PyData Global 2023

Building Learning to Rank models for search using Large Language Models
12-08, 19:00–19:30 (UTC), LLM Track

The presentation describes a case study where Large Language Models were used to generate query-document relevance judgements. These judgements were then used to train Learning to Rank models which were used to rerank search results from an untuned engine, resulting in almost 20% increase in precision.


Search engineers have many tools to address relevance. Older tools are typically unsupervised (statistical, rule based) and require large investments in manual tuning effort. Newer ones involve training or fine-tuning machine learning models and vector search, which require large investments in labeling documents with their relevance to queries.

Learning to Rank (LTR) models are in the latter category. However, their popularity has traditionally been limited to domains where user data can be harnessed to generate labels that are cheap and plentiful, such as e-commerce sites. In domains where this is not true, labeling often involves human experts, and results in labels that are neither cheap nor plentiful. This effectively becomes a roadblock to adoption of LTR models in these domains, in spite of their effectiveness in general.

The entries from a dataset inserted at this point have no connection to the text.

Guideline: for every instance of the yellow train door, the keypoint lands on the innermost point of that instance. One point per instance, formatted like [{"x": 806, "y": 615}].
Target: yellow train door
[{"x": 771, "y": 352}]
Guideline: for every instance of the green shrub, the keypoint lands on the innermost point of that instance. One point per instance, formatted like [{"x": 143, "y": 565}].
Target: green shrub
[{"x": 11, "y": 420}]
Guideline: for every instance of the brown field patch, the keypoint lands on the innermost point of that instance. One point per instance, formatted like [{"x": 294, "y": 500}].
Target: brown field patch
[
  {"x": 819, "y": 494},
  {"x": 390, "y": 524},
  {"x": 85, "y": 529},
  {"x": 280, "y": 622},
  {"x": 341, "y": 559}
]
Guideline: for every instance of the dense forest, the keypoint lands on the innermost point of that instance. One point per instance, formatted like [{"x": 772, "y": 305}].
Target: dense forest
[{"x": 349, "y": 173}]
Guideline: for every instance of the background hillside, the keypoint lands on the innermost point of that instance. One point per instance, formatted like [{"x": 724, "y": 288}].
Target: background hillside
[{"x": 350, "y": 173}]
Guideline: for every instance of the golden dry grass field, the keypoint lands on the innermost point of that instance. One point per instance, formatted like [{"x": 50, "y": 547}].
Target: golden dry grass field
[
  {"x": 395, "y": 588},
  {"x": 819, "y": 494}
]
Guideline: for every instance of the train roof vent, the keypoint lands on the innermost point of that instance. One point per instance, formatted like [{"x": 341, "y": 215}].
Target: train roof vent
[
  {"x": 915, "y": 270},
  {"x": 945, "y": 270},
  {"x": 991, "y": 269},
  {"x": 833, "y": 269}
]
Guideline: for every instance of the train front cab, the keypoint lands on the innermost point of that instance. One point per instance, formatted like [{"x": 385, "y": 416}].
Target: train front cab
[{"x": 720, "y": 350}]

Generative Large Language Models (LLMs) with parameters in the 70B+ range have been found to perform well at tasks that require mimicking human preferences. Labeling query-document pairs with relevance judgements for training LTR models is one such task. Using LLMs for this task opens up the possibility of obtaining a potentially unlimited number of query judgment labels, and makes LTR models a viable approach to improving the site’s search relevancy.

In this presentation, we describe work that was done to train and evaluate four LTR based re-rankers against lexical, vector, and heuristic search baselines. The models were a mix of pointwise, pairwise and listwise, and required different strategies to generate labels for them. All four models outperformed the lexical baseline, and one of the four models outperformed the vector search baseline as well. None of the models beat the heuristics baseline, although two came close – however, it is important to note that the heuristics were built up over months of trial and error and required familiarity of the search domain, whereas the LTR models were built in days and required much less familiarity.


Prior Knowledge Expected

No previous knowledge expected

Sujit Pal is an applied data scientist at Elsevier Health, where he spends his time applying ML and NLP techniques to improve the quality of search results in various clinical applications. His areas of interests include Semantic Search, Natural Language Processing, Machine Learning and Deep Learning.